The man who made equipment for Brenda the dearly-departed dominatrix

John knew the drill for the Malcolm Hardee Award

Eccentric inventor John Ward designed and made the trophies for the Malcolm Hardee Comedy Awards at the Edinburgh Fringe.

He can turn his creative mind to anything constructive.

My chat with a London dominatrix in yesterday’s blog reminded him of one of his more eccentric commissions…

Here, he shares his memories of Brenda the Dominatrix…


Some years ago I made some stocks – the three-hole jobby type for head and hands – for a dear lady – Brenda – who specialised in the modes of “indoor sports and correction”.

It was arranged I should pop round for a cup of tea and discuss the stocks and “any other devices that may be of interest” in her line of work. 

The tea was quite normal – “I don’t do chocolate digestive biscuits as they give me wind, you know,” Brenda told me – with an assortment of other biscuits on offer, all on a silver tray – “The real stuff.

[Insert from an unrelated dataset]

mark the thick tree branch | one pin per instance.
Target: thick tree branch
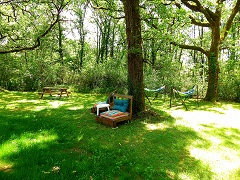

None of yer plated rubbish here!” she said – as we sat there discussing assorted manacles, stocks and “what else you feel would be nice”.

Brenda was in her late forties at the time. Her hubbie Cliff worked as a manager of a furniture store, in the fitted carpets and rugs department.

Once tea and biccies were consumed, she gave me a ‘tour’ of the house and all manner of ‘normal’ household gadgets seemed to have another purpose for her.

The canvas-type icing bag and assorted nozzles as used by bakers, once filled with a mix of gritty birdseed and lemon curd, could be slowly injected in a part of the body normally associated with exit work – “You have to get the mix just right and you have to get the speed right,” she told me. “It comes from experience.”

One item that had me wondering was the small, industrial-type floor-standing food mixer – I had seen one in our local baker’s years before as a schoolboy.

It was used by Brenda to mix custard powder with builder’s-type sand – “If Cliff’s not about when it’s delivered, it does my back in getting the bags in as it comes in half hundredweight bags, so I have to split the bag and carry it through in bucketfuls one at a time.”

Once her client was strapped down, naked with a gag in his mouth on a plastic-covered couch, she applied the said mix with a sort of paint roller – once again, speed was of the essence – until he was totally covered from neck to toes. The whole process took about two hours or so from start to finish, then scraping it off on old bits of newspaper before taking a shower.

I asked: “How on earth would people first find out they get their kicks from this process?”

Brenda leaned over and whispered: “I have three who did.”

In her dungeon – the cellar – she had manacles bolted on the walls – “My Cliff put them up for me with Rawlbolts. He had never drilled a wall before” – and a full-size rack, something I had only ever seen before in films – “The best part of five grand that cost me, luv,” she said, “but it’s got the best non-rot rope fitted to it.”

I made her a set of stocks as requested, then sets of leg-irons, chains and handcuffs to make it all up into what she called “something meaningful” .

I also did repairs and improvements as some of her whips were “not lasting as they should”. This was basically down to the attachment of the whip to its handle or grip and was, according to Brenda, all down to “cheap imported crap” as she could not get decent English-made stuff.

I put her in touch with a saddler I knew who supplied her with handmade whips although I then realised I had shot myself in the foot as my whip repair work dried up.

Sadly it all came to an end when Brenda had a heart attack during a ‘training session’. She was fifty-seven. Cliff told me: “It’s the way she would have wanted to go.”

At the time of her death, Cliff was away on a company training thing.

The poor client was chained up for about a couple of days before his (weak) cries for help were heard.

It was the postman who heard him.

A friendly matey policeman told me this and the same Plod mentioned that the chains and ‘restraints’ were so well-made “that Houdini could not have got out of ’em, mate.”

I kept silent on the matter.

The client requested no publicity.

I got on well with Cliff as he was always keen to learn what power tools did and I loved his description of Brenda: “She’s a little, fun-loving tinker is my Brenda – nothing phases her you know.”

A while after, he sold their home and moved to Portugal to retire early. He said the house brought back too many memories to stay.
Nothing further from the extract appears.